Since ground water dynamics is a very complex system, it is difficult to analyse the depletion levels of the water table. However, if water is not found even at a depth of 1,000 ft, it means the aquifer has dried up. In such places, rainwater harvesting and ground water recharging methods are recommended to be adopted by the residents to help replenish ground water.

After a survey on the ground water condition in the State, 35 taluks as well as the Bangalore Urban district and the City were declared “notified areas” under the Karnataka Ground water Act, which means that there has been over-extraction of ground water, and any activity regarding sinking of new borewells will need permission from the authorities.

There are 9,77,702 irrigation borewells and 2,51,797 borewells for drinking water purposes in the State. Bangalore City alone has three lakh-odd borewells (both government and private), which has no monitoring authority.

District committees were constituted in August this year to ensure effective implementation of the Karnataka Ground water Act. The rules guiding registration and permission for sinking borewells will come into force from December 3, 2012. 

As Bangalore City also comes under the notified area, the Karnataka Ground water Authority has proposed to fix meters to check over-extraction and impose a flat rate for every kilo litre of over-extraction of water.

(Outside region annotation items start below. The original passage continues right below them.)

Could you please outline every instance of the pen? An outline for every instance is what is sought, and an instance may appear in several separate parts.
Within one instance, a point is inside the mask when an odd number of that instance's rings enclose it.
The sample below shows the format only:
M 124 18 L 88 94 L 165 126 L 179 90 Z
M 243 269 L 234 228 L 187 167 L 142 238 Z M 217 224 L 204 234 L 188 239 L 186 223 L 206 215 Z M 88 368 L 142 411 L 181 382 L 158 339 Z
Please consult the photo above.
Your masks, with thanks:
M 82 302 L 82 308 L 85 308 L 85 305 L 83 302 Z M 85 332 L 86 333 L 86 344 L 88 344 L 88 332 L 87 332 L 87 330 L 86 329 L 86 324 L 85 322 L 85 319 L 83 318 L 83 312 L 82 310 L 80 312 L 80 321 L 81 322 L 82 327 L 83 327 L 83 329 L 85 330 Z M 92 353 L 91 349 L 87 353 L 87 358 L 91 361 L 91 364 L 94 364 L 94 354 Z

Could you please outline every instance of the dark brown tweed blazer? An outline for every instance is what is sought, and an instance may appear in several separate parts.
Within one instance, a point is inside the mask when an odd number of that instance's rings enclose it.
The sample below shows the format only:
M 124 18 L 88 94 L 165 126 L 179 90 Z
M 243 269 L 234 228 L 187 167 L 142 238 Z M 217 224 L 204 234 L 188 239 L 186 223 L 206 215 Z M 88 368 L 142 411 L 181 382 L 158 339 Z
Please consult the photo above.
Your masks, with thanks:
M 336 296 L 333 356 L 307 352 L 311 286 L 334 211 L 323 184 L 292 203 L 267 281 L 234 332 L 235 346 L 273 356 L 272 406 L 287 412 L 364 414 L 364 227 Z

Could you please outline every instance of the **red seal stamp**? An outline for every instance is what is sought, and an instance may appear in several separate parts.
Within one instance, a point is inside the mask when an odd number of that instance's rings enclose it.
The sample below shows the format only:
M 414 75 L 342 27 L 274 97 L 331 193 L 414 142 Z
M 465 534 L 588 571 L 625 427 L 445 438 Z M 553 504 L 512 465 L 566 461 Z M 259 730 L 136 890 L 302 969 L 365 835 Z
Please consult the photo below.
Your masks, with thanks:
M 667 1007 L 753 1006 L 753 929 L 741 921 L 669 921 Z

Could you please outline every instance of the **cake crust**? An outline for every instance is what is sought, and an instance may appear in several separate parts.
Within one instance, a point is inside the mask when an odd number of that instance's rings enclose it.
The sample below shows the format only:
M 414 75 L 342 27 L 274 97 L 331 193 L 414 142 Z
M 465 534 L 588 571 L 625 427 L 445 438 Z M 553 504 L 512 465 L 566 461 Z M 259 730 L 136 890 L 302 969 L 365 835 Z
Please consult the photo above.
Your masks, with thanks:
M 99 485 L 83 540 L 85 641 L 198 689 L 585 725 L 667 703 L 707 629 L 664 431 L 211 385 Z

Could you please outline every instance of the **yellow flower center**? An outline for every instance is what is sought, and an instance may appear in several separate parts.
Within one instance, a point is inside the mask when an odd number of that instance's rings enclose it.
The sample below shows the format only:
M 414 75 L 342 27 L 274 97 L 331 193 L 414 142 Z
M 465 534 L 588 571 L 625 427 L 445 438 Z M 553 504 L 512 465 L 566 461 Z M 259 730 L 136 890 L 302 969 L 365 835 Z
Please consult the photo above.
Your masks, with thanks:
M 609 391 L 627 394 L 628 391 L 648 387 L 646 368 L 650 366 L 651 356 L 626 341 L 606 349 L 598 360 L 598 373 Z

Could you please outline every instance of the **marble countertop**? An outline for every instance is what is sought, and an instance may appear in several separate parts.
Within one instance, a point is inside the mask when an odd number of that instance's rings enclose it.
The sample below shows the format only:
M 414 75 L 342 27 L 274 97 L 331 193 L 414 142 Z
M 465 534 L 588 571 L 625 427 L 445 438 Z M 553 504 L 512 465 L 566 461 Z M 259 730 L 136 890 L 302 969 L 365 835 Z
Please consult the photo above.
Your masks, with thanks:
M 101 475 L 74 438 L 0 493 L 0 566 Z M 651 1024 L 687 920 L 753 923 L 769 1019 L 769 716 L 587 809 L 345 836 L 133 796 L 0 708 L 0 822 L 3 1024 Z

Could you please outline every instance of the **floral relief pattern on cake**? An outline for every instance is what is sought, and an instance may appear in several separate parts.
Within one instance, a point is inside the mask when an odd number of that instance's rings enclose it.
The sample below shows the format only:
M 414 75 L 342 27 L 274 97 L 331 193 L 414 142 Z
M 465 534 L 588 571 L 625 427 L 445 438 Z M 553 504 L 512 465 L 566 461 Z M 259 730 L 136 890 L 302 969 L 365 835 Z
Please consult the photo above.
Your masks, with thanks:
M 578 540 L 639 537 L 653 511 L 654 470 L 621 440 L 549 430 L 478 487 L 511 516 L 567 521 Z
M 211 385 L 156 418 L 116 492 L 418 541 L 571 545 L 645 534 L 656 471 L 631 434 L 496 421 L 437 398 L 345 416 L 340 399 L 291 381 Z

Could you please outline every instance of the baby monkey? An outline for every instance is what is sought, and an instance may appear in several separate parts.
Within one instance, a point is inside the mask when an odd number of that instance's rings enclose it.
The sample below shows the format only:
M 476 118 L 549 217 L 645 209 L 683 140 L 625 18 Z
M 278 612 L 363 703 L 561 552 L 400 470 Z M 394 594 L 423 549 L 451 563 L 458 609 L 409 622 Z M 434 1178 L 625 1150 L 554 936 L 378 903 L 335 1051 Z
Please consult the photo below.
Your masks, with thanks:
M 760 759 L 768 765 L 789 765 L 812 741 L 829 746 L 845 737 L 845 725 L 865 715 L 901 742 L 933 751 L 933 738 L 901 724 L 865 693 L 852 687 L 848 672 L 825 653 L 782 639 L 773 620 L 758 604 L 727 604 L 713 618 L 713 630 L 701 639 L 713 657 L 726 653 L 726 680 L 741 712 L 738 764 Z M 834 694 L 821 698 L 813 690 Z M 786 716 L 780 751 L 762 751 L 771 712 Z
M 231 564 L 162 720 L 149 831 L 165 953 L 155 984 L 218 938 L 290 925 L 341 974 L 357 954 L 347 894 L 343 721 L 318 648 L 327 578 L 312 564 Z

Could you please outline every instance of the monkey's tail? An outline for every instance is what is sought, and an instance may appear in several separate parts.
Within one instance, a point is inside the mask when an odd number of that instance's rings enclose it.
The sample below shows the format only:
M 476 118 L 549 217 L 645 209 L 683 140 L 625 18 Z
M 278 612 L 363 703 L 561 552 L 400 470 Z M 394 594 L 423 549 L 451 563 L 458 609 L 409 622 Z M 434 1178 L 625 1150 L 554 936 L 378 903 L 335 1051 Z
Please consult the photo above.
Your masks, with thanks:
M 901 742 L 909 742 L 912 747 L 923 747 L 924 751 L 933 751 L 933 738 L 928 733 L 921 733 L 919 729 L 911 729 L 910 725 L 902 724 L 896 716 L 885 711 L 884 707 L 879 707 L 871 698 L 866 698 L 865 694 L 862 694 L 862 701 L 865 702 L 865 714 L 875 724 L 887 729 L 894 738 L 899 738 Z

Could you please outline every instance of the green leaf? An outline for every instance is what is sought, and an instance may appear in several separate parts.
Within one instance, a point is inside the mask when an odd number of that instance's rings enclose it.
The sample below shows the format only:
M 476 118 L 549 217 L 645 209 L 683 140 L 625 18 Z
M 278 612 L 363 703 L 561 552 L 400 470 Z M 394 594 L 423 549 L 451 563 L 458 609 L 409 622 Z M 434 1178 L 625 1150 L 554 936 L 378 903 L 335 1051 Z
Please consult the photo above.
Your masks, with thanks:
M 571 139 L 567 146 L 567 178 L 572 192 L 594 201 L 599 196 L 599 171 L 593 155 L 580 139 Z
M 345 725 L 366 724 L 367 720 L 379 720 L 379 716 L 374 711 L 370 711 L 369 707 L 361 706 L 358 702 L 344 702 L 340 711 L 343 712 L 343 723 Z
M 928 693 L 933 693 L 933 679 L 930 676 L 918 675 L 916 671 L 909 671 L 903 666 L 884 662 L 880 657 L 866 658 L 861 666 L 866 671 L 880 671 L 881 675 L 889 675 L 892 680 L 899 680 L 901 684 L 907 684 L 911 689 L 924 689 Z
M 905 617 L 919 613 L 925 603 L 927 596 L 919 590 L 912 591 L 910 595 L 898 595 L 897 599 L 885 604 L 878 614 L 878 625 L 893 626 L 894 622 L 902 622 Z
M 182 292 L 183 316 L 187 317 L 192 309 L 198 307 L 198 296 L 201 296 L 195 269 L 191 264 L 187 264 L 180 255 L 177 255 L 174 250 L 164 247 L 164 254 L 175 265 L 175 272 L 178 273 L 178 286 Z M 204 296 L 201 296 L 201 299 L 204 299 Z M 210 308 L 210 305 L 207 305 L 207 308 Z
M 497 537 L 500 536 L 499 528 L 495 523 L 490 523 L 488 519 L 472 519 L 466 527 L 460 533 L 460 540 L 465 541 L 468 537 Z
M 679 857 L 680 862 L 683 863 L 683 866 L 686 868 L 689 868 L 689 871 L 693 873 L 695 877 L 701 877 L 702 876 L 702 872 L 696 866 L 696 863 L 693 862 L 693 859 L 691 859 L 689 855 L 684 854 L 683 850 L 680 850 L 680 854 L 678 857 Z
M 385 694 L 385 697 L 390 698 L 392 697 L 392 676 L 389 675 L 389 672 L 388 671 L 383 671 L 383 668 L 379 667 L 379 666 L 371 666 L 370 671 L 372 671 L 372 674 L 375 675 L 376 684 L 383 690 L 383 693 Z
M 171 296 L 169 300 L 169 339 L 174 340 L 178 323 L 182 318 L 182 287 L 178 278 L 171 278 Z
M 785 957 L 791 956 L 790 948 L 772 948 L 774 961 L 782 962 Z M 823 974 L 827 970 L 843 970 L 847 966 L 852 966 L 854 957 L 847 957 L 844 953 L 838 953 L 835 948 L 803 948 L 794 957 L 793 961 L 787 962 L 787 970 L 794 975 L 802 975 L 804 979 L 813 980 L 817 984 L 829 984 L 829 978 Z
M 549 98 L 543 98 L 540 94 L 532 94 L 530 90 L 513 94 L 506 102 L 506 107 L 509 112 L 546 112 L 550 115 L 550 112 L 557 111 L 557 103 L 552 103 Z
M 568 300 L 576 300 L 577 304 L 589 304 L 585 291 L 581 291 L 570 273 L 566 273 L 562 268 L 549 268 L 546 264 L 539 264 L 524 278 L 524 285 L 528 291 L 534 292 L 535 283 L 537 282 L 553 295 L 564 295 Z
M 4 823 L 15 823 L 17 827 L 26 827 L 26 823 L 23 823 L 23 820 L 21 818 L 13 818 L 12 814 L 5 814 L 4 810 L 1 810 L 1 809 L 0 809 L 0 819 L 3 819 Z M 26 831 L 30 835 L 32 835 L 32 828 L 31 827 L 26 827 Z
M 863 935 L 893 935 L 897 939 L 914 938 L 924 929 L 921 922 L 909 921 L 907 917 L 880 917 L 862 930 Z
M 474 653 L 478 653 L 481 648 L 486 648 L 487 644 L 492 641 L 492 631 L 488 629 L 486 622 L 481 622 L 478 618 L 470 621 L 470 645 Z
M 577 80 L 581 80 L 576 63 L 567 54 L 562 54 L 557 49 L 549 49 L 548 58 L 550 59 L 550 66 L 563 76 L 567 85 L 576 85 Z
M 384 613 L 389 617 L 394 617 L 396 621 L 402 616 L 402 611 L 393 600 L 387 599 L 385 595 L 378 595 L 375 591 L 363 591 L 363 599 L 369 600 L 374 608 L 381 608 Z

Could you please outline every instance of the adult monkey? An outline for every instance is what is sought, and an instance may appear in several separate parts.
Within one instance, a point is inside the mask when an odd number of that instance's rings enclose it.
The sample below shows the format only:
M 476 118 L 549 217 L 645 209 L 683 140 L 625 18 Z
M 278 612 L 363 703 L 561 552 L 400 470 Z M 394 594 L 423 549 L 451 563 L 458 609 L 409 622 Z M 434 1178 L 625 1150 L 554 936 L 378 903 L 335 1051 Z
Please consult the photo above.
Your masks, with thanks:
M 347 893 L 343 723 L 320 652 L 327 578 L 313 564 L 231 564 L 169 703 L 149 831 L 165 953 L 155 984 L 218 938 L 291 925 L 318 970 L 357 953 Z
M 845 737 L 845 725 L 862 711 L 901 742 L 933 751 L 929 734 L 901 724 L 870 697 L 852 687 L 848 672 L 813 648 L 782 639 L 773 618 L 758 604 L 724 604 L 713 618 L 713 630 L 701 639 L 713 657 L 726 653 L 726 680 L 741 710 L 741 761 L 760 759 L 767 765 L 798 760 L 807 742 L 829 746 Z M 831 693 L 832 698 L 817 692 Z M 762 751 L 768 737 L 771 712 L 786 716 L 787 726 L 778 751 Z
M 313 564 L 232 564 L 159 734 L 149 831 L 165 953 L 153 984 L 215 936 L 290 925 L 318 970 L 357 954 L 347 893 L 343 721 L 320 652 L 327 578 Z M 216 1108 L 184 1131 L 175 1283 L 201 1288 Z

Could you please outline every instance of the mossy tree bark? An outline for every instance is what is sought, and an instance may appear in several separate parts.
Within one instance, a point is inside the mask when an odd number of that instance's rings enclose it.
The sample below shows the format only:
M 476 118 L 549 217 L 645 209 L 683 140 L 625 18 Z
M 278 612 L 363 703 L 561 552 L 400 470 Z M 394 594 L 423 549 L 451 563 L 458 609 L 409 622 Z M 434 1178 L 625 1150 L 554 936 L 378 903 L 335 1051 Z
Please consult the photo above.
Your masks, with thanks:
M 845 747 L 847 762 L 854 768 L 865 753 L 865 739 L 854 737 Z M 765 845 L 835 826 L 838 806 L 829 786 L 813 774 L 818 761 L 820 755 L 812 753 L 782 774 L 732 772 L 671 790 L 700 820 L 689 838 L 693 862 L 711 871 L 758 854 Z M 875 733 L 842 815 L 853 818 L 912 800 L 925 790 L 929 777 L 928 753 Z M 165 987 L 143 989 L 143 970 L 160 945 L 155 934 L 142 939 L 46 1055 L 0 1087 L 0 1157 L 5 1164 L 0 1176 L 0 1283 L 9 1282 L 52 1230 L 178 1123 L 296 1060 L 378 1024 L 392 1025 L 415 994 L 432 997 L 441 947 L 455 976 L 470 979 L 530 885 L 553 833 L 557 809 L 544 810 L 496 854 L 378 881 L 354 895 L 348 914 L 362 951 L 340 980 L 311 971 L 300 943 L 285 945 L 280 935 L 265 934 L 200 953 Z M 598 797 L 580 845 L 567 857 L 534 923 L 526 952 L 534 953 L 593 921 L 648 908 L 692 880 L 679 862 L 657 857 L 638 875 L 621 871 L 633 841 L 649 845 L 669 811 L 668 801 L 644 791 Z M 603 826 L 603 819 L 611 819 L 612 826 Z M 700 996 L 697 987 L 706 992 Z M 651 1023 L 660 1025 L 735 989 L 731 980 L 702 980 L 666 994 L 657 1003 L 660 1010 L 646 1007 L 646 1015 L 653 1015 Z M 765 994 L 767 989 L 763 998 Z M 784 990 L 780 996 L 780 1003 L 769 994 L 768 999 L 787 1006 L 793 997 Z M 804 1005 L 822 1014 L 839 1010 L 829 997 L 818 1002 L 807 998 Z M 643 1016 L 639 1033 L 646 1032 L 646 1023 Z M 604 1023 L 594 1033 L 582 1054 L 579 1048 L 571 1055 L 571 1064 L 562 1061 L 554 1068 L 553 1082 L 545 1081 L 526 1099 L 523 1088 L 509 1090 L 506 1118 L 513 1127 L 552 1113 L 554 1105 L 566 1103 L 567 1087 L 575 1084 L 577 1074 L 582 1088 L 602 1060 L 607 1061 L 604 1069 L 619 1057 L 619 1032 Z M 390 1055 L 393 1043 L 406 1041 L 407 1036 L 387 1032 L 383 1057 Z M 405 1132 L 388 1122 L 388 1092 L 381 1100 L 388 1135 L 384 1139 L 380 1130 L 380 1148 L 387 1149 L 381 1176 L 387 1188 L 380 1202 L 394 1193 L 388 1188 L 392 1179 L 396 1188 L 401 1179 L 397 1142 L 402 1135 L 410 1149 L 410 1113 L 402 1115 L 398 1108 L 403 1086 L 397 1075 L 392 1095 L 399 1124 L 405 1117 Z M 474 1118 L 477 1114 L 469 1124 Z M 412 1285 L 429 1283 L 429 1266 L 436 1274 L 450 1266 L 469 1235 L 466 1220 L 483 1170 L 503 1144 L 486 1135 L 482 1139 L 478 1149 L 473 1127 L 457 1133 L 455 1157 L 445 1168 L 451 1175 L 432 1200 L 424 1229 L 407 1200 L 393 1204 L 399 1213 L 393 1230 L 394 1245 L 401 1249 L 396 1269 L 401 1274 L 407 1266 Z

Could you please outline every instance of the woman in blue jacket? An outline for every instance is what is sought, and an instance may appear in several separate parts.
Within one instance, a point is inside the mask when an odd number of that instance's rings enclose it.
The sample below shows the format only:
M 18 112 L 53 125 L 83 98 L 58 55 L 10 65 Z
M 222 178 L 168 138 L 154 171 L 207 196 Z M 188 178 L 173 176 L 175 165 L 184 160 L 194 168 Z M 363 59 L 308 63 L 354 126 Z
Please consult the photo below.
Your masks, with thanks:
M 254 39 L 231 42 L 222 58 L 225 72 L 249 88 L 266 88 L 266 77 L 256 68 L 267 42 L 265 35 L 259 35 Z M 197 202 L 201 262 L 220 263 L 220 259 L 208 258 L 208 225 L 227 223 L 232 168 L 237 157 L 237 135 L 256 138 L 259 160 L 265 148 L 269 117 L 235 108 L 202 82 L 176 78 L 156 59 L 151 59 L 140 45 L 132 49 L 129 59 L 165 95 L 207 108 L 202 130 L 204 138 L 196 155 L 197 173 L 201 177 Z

As  a few days are left for implementation of the Act, many borewells have been sunk at a fast pace in the newly added areas of the City. 

With rapid urbanisation, Bangalore’s population as well as its demand for water are expected to increase in the coming years. With Bangalore getting its maximum share of the Cauvery water and, the water table in the City depleting quickly, the BWSSB has been forced to explore new sources. Although the BWSSB Act was amended to make rainwater harvesting compulsory in the City, only 43,000-odd houses have incorporated the system so far. The Board has formed an expert committee to find solutions beyond the Cauvery to meet the growing water needs of Bangalore.